Skuad tim nasional Iran. (IG/@iran_football_federation) TODAYNEWS.ID — Timnas Iran harus puas mengawali perjalanan di Piala Dunia 2026 dengan hasil imbang 2-2 melawan Selandia Baru. Namun, perhatian tidak hanya tertuju pada jalannya pertandingan, melainkan juga situasi yang dialami skuad Team Melli setelah laga berakhir.
Iran menghadapi Selandia Baru pada pertandingan Grup G di SoFi Stadium, Inglewood, Amerika Serikat, Selasa (16/6/2026) pagi WIB. Duel berlangsung sengit dan menghasilkan empat gol yang terbagi rata untuk kedua tim.
Selandia Baru membuka keunggulan lebih dulu saat pertandingan baru berjalan tujuh menit. Elijah Just menuntaskan kerja sama tim dengan tendangan voli yang gagal dihentikan kiper Iran.
Iran berusaha merespons tekanan lawan dan hampir menyamakan kedudukan melalui Mehdi Taremi pada menit ke-23. Namun, tembakan penyerang tersebut hanya membentur tiang gawang Selandia Baru.

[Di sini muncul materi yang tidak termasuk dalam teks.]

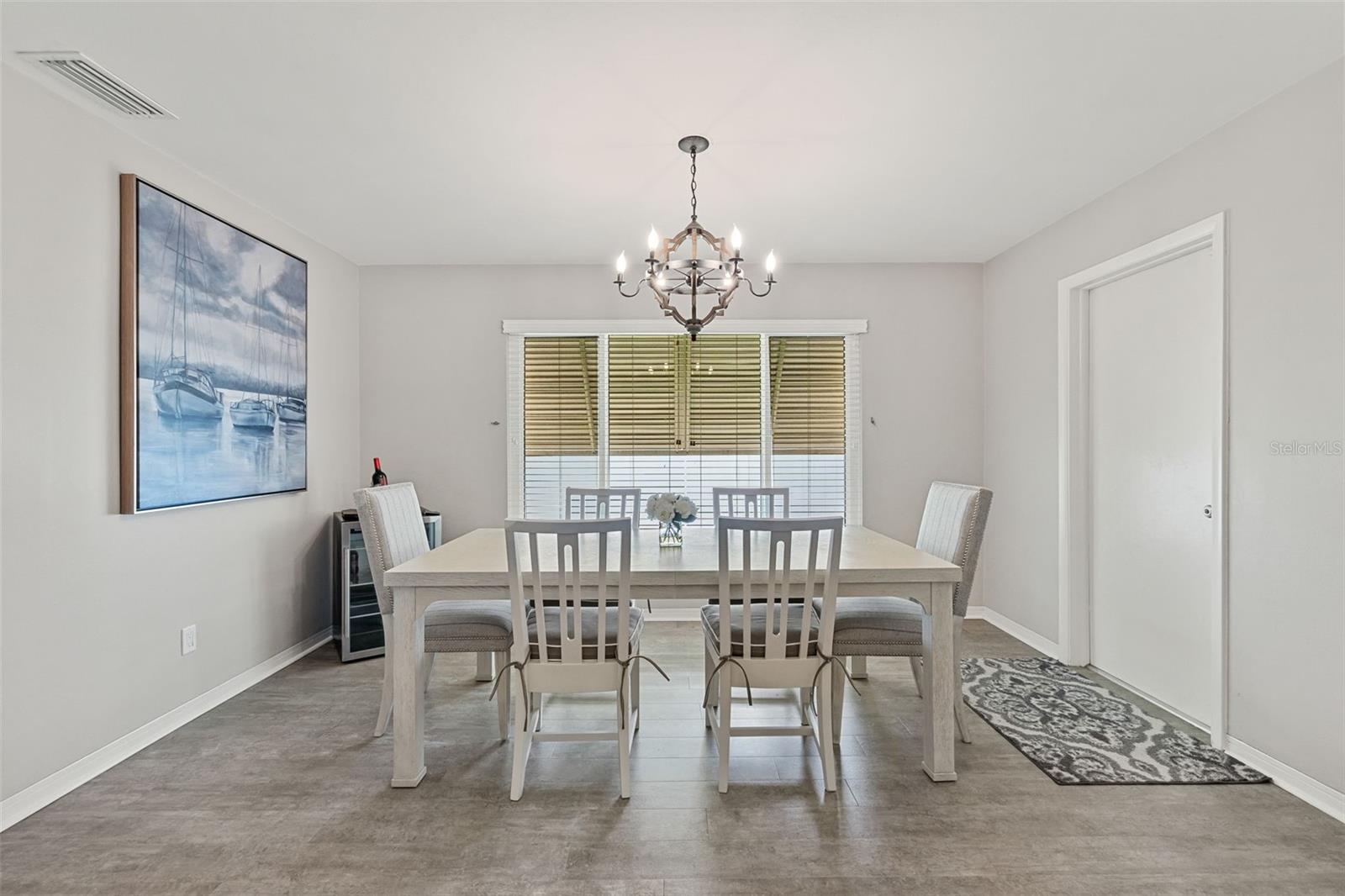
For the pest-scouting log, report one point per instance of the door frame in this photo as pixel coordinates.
(1075, 451)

Upaya Iran akhirnya membuahkan hasil pada menit ke-32. Ramin Rezaeian memanfaatkan bola liar di kotak penalti untuk mengubah skor menjadi 1-1.
Iran sempat mencetak gol kedua menjelang turun minum melalui Ali Nemati. Akan tetapi, wasit menganulir gol tersebut karena pemain Iran lebih dahulu berada dalam posisi offside.
Memasuki babak kedua, Selandia Baru kembali memimpin pertandingan pada menit ke-54. Elijah Just mencetak gol keduanya setelah menyambut umpan pendek Chris Wood dengan tembakan first time.
Iran kembali menunjukkan respons cepat setelah tertinggal. Pada menit ke-64, Mohammad Mohebbi sukses menanduk umpan silang Rezaeian untuk menyamakan skor menjadi 2-2.
Kedua tim sama-sama memiliki peluang tambahan pada sisa pertandingan. Namun, upaya Mehdi Taremi, Saeid Ezatolahi, hingga Chris Wood gagal menghasilkan gol kemenangan.
Di tengah hasil imbang tersebut, pelatih Iran Amir Ghalenoei mengungkapkan kekecewaannya terhadap situasi yang dihadapi timnya setelah pertandingan. Ia menyebut rombongan Iran diperintahkan meninggalkan Amerika Serikat hanya beberapa jam setelah laga berakhir.
Menurut Ghalenoei, Iran awalnya berencana bermalam di California untuk menjalani proses pemulihan sebelum kembali ke pusat latihan di Tijuana, Meksiko. Namun rencana tersebut berubah setelah tim menerima instruksi untuk segera meninggalkan wilayah Amerika Serikat.
“Mereka bahkan tidak memberi kami waktu untuk pemulihan,” kata Ghalenoei mengutip dari Goal.com, Selasa (16/6/2026).
Pelatih Iran itu menilai keputusan tersebut mengganggu persiapan timnya menjelang pertandingan berikutnya.
“Setelah pertandingan, mereka mengatakan kepada kami bahwa kami harus segera pergi. Waktu pemulihan sangat penting bagi kami, tetapi kami diminta naik pesawat dan kembali ke kamp di Tijuana. Kami benar-benar terganggu dengan situasi ini,” tambahnya.
Ghalenoei juga mengaku tidak mengetahui alasan di balik perubahan rencana tersebut.
“Sejujurnya kami tidak tahu mengapa harus kembali sekarang. Saya pikir ini sangat aneh. Rasanya seperti ada pihak lain yang mengatur semua rencana kami. Keputusan untuk kami dibuat oleh orang lain. Kami seharusnya datang dua malam sebelum pertandingan dan menginap malam ini untuk pemulihan sebelum kembali besok siang. Kami tidak tahu alasan perubahan itu,” ujarnya.